¿Brotes verdes?

Algunos acontecimientos de los últimos meses invitan a pensar en una cierta recuperación de las políticas progresistas, mientras que las de ultraderecha comienzan a dar síntomas de agotamiento. Tras el frenazo de Vox en Castilla y León, las elecciones andaluzas del próximo domingo serán un buen termómetro para saber si la formación ultra ha tocado techo. Y las encuestas no son halagüeñas: ninguna le da por encima de los 14 escaños que tiene en la actualidad. Parece que las cuitas internas y el desgaste de la figura de Abascal le está pasando factura. Y, ciertamente, las formas no acompañan al líder: recientemente llamó “chulo de putas” y “mierda” a Pedro Sánchez y “rata” a Marlaska; la política es otra cosa.

Tampoco les hace gracia a sus votantes el servilismo ciego que Abascal profesa a Donald Trump, un presidente con un índice de popularidad que no ha parado de bajar desde que está en la Casa Blanca y que registra mínimos históricos desde su intervención en Irán. Los votantes de Vox, que se consideran, ante todo, muy patriotas, no entienden que su líder defienda unas políticas económicas (aranceles, etc.) que ponen en riesgo las industrias y el sector agroalimentario nacionales.

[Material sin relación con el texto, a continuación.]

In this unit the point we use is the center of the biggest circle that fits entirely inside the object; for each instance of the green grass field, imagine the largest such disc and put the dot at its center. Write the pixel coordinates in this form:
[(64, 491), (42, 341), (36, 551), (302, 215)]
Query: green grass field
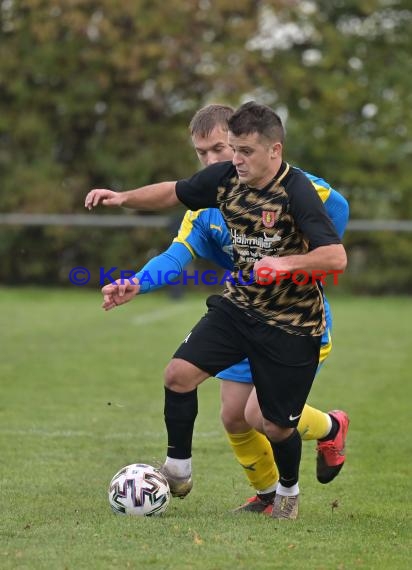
[(82, 395)]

Abascal se ha atado políticamente al trumpismo, lo que pudo tener un cierto efecto positivo en un primer momento, pero dejar el partido en manos extranjeras puede ser perjudicial a largo plazo. La ola populista conecta con los ciudadanos más desfavorecidos en contextos de crisis, pero la autocracia que Trump defiende y que Abascal practica en su propio partido está desgastando a la formación y, posiblemente, limitará su poder institucional y autonómico. 

La ola populista conecta con los ciudadanos más desfavorecidos en contextos de crisis

La derrota de Orbán en Hungría ha dejado a Vox sin uno de sus mayores aliados políticos, ideológicos y financieros en el continente. El varapalo ha sido considerable, teniendo en cuenta que se trataba de su único socio con presencia en el Consejo Europeo. Quizás no fue buena idea abandonar el grupo de los Conservadores y Reformistas Europeos (ECR) en 2024 —en el que sí se mantiene Meloni, contraria a la inmigración pero mucho más pragmática en asuntos comunitarios— para unirse a Patriotas por Europa, plataforma ultra impulsada por el propio Orbán.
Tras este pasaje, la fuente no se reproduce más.